The ballot order effect (sometimes called the primacy effect or positional bias) refers to the empirically observed phenomenon that candidates appearing at the top of a ballot tend to receive more votes than they otherwise would, while those listed lower receive fewer. The size of the effect varies by context, but peer-reviewed studies in U.S., Australian, and European elections have generally estimated a primacy boost in the range of roughly one to several percentage points, with larger effects in low-information, nonpartisan, or down-ballot races where voters have weaker priors about candidates.
Several mechanisms are proposed in the political science literature:
- Satisficing: voters facing long ballots or unfamiliar races select the first acceptable option rather than evaluating all candidates.
- Cognitive primacy: the first name encoded is more easily recalled and processed.
- Donkey voting: in compulsory or preferential systems (notably Australia), some voters simply number candidates top-to-bottom.
Because the effect can plausibly change outcomes in close races, jurisdictions use varied mitigation strategies. Many U.S. states rotate candidate order by precinct or district so no candidate occupies the top slot everywhere; California and Ohio have used randomized alphabet draws. Other systems list candidates alphabetically (a method itself criticized for advantaging surnames starting with early letters) or by party-determined order. Australia's Senate ballots are randomized within groups, and ballot draws are conducted publicly by electoral commissions.

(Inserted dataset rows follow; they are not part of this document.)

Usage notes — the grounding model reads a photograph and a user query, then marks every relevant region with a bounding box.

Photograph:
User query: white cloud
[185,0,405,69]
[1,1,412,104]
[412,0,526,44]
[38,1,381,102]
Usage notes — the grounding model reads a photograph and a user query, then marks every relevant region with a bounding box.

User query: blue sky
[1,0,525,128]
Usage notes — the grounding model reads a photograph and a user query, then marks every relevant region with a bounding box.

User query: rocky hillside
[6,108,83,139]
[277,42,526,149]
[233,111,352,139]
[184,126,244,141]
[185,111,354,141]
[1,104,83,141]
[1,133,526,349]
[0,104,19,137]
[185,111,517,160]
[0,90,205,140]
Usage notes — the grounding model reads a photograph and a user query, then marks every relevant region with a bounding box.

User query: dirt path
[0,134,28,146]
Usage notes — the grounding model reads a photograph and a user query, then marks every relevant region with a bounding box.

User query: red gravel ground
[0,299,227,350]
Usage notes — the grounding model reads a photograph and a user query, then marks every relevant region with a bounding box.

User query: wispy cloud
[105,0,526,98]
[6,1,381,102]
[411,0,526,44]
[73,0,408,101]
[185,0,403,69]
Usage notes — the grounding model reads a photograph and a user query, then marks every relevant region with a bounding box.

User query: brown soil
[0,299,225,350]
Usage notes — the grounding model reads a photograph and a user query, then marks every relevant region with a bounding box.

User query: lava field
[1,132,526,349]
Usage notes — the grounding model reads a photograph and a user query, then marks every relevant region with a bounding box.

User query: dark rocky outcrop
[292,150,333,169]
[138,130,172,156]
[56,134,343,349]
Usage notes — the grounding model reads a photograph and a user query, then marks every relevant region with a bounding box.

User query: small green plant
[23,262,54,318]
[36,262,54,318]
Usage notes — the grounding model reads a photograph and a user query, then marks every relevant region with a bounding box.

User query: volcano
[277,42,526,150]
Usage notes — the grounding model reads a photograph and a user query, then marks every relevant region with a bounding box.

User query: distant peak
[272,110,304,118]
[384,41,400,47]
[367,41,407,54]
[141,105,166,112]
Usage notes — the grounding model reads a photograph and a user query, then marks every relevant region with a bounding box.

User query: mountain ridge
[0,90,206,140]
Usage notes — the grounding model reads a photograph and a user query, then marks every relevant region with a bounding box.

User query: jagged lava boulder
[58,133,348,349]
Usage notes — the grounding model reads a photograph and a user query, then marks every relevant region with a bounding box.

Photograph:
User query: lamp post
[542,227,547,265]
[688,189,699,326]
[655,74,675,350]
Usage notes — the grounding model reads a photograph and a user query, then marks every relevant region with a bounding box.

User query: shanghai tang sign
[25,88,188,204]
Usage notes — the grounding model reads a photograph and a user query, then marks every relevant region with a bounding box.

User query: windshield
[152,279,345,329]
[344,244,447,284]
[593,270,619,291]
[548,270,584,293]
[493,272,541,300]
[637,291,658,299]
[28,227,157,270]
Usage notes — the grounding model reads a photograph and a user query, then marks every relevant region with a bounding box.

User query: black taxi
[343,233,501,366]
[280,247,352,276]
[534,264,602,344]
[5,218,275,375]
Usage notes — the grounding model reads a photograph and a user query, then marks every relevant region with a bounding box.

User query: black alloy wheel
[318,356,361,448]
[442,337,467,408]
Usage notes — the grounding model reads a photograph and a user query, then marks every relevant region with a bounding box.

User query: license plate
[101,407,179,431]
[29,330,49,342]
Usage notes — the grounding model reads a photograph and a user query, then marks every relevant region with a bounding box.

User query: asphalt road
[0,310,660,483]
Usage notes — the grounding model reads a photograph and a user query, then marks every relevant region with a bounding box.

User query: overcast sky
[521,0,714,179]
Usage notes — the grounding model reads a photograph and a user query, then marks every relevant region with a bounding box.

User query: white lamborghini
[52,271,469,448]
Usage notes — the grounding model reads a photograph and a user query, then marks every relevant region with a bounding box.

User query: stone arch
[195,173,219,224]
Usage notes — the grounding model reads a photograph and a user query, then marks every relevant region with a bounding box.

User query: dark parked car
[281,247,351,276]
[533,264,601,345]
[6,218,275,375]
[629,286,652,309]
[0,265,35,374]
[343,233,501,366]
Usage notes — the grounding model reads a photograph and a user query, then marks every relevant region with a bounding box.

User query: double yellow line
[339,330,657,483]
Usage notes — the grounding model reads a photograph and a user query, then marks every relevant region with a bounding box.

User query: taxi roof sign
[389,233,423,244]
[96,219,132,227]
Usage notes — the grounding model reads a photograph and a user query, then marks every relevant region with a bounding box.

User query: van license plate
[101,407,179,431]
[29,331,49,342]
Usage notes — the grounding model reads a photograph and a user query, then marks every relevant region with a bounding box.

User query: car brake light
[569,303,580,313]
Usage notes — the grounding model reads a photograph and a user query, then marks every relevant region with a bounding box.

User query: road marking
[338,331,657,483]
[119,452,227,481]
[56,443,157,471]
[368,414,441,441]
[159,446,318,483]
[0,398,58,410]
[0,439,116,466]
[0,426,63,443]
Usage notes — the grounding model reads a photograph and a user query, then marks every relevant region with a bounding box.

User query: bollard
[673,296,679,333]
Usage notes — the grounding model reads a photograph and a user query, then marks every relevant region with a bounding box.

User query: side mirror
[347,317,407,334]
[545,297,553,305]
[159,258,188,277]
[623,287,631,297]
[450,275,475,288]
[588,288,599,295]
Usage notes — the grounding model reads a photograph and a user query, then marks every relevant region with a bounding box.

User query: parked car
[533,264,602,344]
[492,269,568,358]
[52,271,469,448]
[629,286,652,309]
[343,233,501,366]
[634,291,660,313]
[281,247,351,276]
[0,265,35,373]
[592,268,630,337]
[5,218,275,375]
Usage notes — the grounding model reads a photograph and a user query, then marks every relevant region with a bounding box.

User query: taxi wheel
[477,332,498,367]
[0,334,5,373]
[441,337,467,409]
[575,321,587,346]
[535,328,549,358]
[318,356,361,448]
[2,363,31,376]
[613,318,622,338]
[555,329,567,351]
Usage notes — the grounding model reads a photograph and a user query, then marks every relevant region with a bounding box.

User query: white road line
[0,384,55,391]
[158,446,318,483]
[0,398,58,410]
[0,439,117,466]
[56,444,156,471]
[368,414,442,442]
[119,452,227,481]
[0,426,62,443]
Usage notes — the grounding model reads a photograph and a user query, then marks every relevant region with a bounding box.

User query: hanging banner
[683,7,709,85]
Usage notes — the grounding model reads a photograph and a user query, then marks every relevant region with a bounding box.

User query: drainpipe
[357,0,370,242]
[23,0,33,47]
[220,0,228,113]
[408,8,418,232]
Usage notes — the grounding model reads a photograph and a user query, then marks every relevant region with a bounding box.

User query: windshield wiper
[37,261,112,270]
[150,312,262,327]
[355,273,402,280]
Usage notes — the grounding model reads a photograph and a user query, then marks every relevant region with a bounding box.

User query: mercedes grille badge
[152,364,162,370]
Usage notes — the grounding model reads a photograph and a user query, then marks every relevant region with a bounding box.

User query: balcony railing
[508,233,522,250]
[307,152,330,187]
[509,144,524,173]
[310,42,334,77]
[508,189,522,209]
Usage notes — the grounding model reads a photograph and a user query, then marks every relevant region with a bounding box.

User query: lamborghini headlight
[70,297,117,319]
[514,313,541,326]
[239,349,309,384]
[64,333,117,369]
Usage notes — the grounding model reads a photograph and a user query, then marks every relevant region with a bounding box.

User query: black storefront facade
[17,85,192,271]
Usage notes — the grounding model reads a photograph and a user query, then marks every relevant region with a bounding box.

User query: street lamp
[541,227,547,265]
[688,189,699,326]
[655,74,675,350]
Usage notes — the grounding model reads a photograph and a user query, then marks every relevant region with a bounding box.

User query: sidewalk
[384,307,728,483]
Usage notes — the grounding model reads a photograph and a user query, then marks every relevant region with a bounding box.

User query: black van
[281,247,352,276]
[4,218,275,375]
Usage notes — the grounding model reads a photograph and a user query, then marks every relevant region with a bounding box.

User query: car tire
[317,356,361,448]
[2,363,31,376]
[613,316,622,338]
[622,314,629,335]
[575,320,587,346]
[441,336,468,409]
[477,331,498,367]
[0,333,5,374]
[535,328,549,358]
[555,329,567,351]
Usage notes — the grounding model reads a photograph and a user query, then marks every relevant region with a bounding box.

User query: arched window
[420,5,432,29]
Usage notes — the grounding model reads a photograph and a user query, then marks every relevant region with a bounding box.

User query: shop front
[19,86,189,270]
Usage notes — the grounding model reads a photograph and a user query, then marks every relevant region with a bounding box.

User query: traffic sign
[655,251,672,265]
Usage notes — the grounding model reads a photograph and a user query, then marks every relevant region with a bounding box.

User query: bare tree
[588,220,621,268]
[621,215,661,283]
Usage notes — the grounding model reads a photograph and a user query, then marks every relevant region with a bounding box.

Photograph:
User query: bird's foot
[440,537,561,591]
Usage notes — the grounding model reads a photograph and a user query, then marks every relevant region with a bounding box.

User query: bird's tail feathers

Landmark empirical work includes Jon Krosnick and colleagues' analyses of the 2000 U.S. presidential race in California, where rotation allowed estimation of the within-state primacy bonus, and Amy King and Andrew Leigh's studies of Australian House elections. Courts have occasionally heard challenges — for example, litigation in Florida over the statute giving the governor's party top placement — though results have been mixed.
For researchers, the ballot order effect is a standard caveat when interpreting narrow margins, low-salience contests, and judicial or school-board retention votes.
Example
In the 2020 U.S. general election, several analysts pointed to Florida's law placing the governor's party (Republican) first on every ballot as a structural advantage potentially worth a fraction of a percentage point in down-ballot races.
Frequently asked questions
Estimates vary widely, but most peer-reviewed studies find a primacy boost of roughly 1-3 percentage points, larger in low-information races and smaller in high-salience partisan contests.